The Anvil, like so many other former professional wrestlers, spent the holiday weekend alone. While much of the country was traveling about this Labor Day, Neidhart, the once-mighty Anvil, was weighed-down in a jail cell, a drug-addicted, lonely, broken man.
But Jim Neidhart is fortunate compared to two of his colleagues — big-name wrestlers who have died in just the past several weeks. Lance McNaught, who wrestled under the name Lance Cade, and Gertrude Vachon, who wrestled under the name Luna Vachon, both fought drug addiction and underwent rehab treatment paid for by the WWE. McNaught and Vachon lived the tortured lives of professional wrestlers and fell into the logical role of post-wrestler drug addicts, a script that had played out many times before in the history of the WWE. But this recent string of wrestling tragedies, the deaths of McNaught and Vachon and the arrest of Neidhart, and the timing of these events, have led to a new round of criticism of professional wrestling — with much of the scrutiny focused on industry mammoth, World Wrestling Entertainment Inc.
Lance McNaught was known as Lance Cade in the wrestling world. He, too, was a tag-team champion, who had been cut by the WWE in April of this year after a thirty-day stint in rehab for addiction to painkillers.  Relatives say McNaught was hospitalized two days before his death. After leaving the hospital and still not feeling well enough to remain alone, McNaught went to stay with his father in San Antonio.  McNaught’s father, upon arriving home from work on August 13, found his 29-year old son’s body.  The all-to-simple cause of death: heart failure.
Gertrude Vachon, one of female wrestling’s all-time greats, who performed for the WWF under the name Luna Vachon was found dead by her 80-year-old mother in her Florida home a week ago Friday. Lying in a pool of blood, police reportedly say painkillers and other drugs were found in her room. As in the case of McNaught, Vachon had undergone rehab treatment, paid for by the WWE.

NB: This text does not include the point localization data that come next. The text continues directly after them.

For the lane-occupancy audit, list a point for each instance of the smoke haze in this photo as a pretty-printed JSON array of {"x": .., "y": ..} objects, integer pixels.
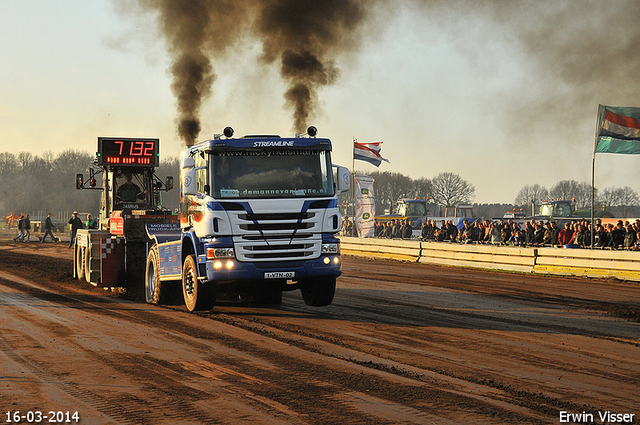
[{"x": 303, "y": 35}]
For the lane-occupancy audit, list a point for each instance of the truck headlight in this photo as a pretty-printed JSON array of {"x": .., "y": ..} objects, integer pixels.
[
  {"x": 220, "y": 253},
  {"x": 330, "y": 248}
]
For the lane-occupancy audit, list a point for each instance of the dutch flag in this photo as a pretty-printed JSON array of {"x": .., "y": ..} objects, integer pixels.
[{"x": 369, "y": 152}]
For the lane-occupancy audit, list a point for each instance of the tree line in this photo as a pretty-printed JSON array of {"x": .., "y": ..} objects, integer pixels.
[
  {"x": 449, "y": 189},
  {"x": 33, "y": 184}
]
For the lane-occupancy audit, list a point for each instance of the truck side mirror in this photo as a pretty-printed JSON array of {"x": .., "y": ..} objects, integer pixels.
[
  {"x": 342, "y": 179},
  {"x": 189, "y": 186}
]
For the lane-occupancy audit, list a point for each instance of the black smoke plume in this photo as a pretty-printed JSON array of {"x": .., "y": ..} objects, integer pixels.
[
  {"x": 196, "y": 31},
  {"x": 305, "y": 35}
]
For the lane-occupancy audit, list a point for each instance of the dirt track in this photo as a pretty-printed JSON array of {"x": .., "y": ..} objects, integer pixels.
[{"x": 401, "y": 343}]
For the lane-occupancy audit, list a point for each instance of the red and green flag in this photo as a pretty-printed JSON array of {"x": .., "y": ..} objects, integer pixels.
[{"x": 618, "y": 130}]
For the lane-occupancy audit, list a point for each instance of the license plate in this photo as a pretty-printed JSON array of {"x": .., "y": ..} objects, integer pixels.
[{"x": 280, "y": 275}]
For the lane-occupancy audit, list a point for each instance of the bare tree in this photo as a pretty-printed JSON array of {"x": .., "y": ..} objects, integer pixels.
[
  {"x": 450, "y": 189},
  {"x": 533, "y": 194},
  {"x": 570, "y": 189},
  {"x": 389, "y": 187},
  {"x": 627, "y": 197}
]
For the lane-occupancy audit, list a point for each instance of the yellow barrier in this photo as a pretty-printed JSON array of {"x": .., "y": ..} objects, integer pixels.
[
  {"x": 482, "y": 256},
  {"x": 561, "y": 261},
  {"x": 589, "y": 263},
  {"x": 396, "y": 249}
]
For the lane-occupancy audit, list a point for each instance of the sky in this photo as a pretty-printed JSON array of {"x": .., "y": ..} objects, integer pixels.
[{"x": 504, "y": 94}]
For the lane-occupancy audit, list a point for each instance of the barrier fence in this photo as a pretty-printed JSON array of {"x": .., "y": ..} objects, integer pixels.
[{"x": 559, "y": 261}]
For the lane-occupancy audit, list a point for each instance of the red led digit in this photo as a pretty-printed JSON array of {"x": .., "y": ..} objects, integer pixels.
[
  {"x": 148, "y": 150},
  {"x": 136, "y": 148}
]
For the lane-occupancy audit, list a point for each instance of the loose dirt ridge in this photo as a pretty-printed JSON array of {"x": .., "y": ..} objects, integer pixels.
[{"x": 401, "y": 343}]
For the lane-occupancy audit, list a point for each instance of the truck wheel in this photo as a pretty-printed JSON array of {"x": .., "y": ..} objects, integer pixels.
[
  {"x": 158, "y": 291},
  {"x": 319, "y": 291},
  {"x": 152, "y": 284},
  {"x": 196, "y": 295},
  {"x": 87, "y": 264},
  {"x": 79, "y": 262}
]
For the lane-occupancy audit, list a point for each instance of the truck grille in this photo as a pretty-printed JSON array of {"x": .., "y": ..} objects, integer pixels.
[{"x": 276, "y": 236}]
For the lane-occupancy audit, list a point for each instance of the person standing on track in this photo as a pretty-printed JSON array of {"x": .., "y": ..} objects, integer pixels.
[
  {"x": 76, "y": 224},
  {"x": 48, "y": 228},
  {"x": 21, "y": 232}
]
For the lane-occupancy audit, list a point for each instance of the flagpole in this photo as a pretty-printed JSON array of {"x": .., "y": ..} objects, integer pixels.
[
  {"x": 353, "y": 184},
  {"x": 593, "y": 179}
]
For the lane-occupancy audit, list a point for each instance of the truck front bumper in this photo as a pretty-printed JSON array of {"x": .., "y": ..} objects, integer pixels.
[{"x": 226, "y": 270}]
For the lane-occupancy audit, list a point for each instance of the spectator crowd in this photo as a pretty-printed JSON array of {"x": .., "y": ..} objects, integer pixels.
[{"x": 575, "y": 233}]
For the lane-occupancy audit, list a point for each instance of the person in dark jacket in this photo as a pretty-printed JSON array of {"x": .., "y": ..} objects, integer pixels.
[
  {"x": 407, "y": 230},
  {"x": 48, "y": 228},
  {"x": 617, "y": 236}
]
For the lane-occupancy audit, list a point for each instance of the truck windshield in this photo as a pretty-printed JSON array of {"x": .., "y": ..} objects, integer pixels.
[{"x": 271, "y": 174}]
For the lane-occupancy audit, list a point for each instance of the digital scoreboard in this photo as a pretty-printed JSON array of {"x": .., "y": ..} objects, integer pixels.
[{"x": 128, "y": 152}]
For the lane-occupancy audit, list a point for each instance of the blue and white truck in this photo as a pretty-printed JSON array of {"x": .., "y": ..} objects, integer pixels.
[{"x": 258, "y": 216}]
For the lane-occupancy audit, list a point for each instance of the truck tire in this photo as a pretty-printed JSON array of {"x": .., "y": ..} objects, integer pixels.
[
  {"x": 79, "y": 263},
  {"x": 196, "y": 295},
  {"x": 87, "y": 264},
  {"x": 154, "y": 290},
  {"x": 319, "y": 291}
]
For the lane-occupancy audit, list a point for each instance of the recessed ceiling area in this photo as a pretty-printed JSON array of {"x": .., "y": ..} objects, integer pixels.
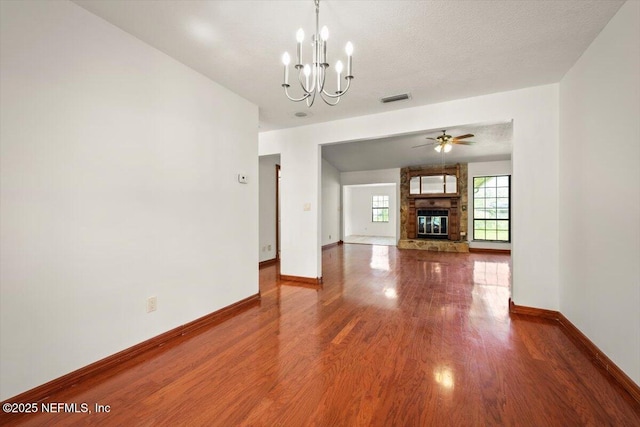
[{"x": 492, "y": 143}]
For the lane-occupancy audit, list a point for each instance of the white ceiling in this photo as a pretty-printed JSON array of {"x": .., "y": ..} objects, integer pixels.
[
  {"x": 436, "y": 50},
  {"x": 492, "y": 142}
]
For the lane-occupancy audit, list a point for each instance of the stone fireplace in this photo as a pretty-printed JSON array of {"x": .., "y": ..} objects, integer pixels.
[{"x": 433, "y": 210}]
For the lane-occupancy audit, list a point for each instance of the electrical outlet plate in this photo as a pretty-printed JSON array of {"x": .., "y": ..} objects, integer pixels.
[{"x": 152, "y": 304}]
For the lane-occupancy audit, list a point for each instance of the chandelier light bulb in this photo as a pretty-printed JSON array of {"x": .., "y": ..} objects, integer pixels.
[
  {"x": 324, "y": 33},
  {"x": 312, "y": 75}
]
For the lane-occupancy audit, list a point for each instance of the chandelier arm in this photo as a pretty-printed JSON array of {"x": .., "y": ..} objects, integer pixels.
[
  {"x": 313, "y": 82},
  {"x": 342, "y": 92},
  {"x": 326, "y": 101}
]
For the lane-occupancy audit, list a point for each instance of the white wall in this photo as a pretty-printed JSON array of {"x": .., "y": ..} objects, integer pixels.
[
  {"x": 484, "y": 169},
  {"x": 331, "y": 204},
  {"x": 267, "y": 203},
  {"x": 600, "y": 220},
  {"x": 535, "y": 142},
  {"x": 357, "y": 212},
  {"x": 118, "y": 182}
]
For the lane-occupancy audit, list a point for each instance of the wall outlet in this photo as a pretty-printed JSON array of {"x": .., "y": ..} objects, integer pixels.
[{"x": 152, "y": 304}]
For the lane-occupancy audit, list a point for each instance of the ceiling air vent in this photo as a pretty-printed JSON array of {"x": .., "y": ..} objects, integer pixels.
[{"x": 395, "y": 98}]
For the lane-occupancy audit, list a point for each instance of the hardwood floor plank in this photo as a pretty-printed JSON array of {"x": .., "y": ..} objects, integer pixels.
[{"x": 392, "y": 337}]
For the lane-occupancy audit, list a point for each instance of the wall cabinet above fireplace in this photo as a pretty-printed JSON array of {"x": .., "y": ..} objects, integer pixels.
[{"x": 428, "y": 183}]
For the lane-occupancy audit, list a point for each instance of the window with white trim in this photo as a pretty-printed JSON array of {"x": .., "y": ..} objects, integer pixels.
[
  {"x": 492, "y": 208},
  {"x": 380, "y": 208}
]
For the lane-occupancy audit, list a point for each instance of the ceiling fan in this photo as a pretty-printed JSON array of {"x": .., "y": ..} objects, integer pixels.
[{"x": 445, "y": 142}]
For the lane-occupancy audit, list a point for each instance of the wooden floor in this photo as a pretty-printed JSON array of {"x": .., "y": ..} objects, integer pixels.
[{"x": 394, "y": 338}]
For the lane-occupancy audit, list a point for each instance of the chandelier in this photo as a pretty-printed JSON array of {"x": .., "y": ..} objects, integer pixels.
[{"x": 312, "y": 77}]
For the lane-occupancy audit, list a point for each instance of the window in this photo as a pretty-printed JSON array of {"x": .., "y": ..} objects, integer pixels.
[
  {"x": 491, "y": 208},
  {"x": 380, "y": 209}
]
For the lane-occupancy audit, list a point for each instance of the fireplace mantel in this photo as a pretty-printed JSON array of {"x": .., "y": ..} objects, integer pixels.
[{"x": 455, "y": 203}]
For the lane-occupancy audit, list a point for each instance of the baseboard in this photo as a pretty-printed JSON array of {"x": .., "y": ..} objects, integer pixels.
[
  {"x": 584, "y": 344},
  {"x": 533, "y": 311},
  {"x": 490, "y": 251},
  {"x": 316, "y": 282},
  {"x": 42, "y": 392},
  {"x": 330, "y": 245},
  {"x": 590, "y": 348},
  {"x": 267, "y": 262}
]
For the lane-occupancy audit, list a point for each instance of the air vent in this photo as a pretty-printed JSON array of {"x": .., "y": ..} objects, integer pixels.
[{"x": 395, "y": 98}]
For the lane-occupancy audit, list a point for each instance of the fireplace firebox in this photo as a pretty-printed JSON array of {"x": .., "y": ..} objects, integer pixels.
[{"x": 433, "y": 224}]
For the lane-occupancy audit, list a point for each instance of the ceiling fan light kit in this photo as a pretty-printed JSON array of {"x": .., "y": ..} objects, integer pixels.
[
  {"x": 444, "y": 143},
  {"x": 312, "y": 77}
]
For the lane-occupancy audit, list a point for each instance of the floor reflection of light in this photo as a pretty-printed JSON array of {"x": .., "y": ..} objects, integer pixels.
[
  {"x": 380, "y": 258},
  {"x": 444, "y": 377}
]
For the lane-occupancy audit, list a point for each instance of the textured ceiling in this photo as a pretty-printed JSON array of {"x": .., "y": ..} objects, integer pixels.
[
  {"x": 492, "y": 142},
  {"x": 436, "y": 50}
]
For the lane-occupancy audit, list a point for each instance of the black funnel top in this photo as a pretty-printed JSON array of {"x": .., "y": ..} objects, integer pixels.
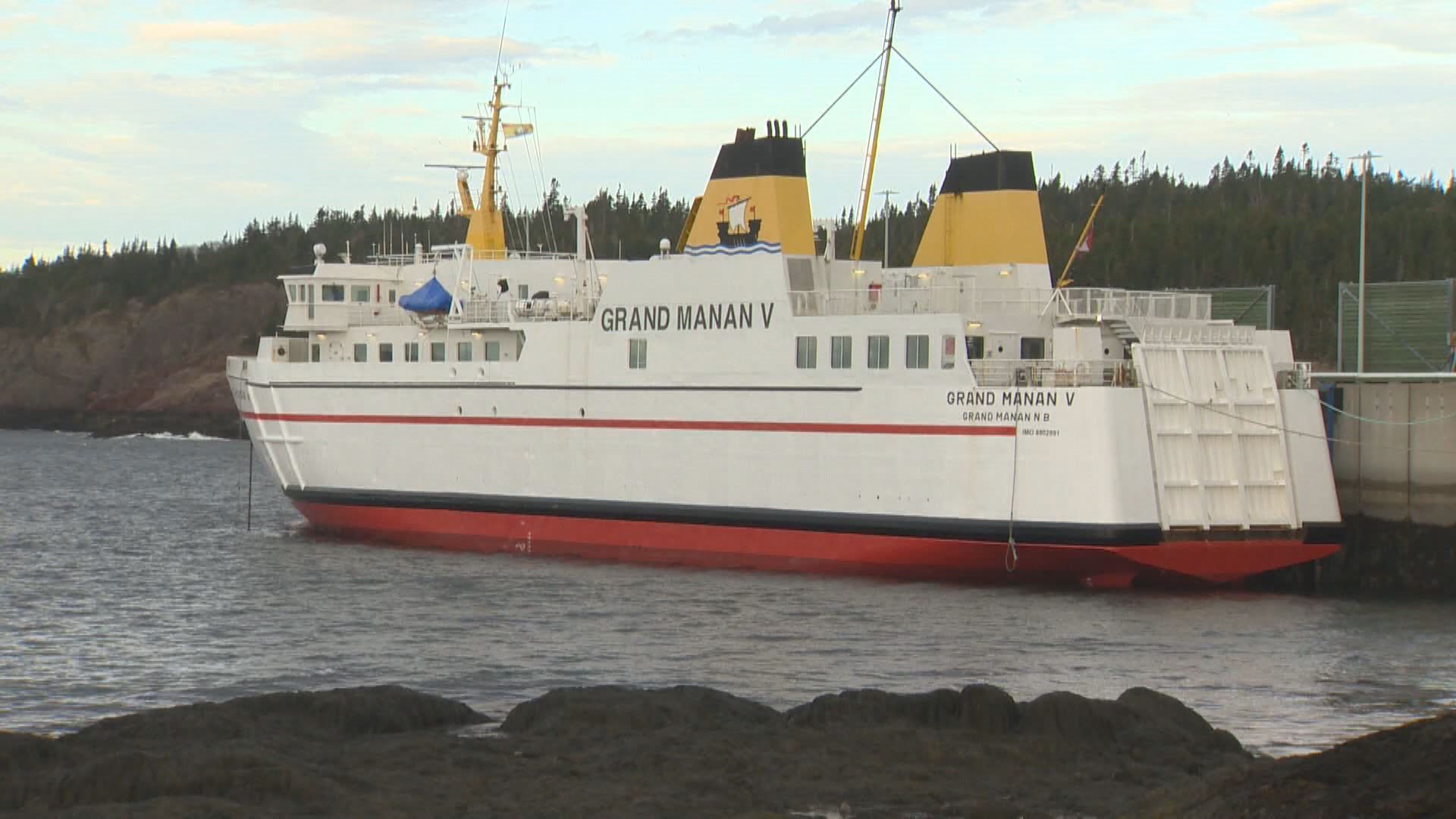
[
  {"x": 764, "y": 156},
  {"x": 995, "y": 171}
]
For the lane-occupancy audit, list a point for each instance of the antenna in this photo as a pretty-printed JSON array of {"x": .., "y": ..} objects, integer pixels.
[
  {"x": 887, "y": 194},
  {"x": 874, "y": 131},
  {"x": 500, "y": 47},
  {"x": 1365, "y": 175}
]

Criticism of professional wrestling is nothing new, from the days of Killer Kowalski, and discussions in which people made the argument, indefensible under today’s standards, that the exhibitions were actually authentic, to the 2008 Academy Award Winning film THE WRESTLER, depicting the real-life story of drug-addiction and physical and mental torture of an aging professional wrestler. And while news items of untimely deaths, injuries and arrests of ex-wrestlers are not uncommon, there’s undoubtedly been an unfortunate uptick in wrestling tragedies in recent weeks.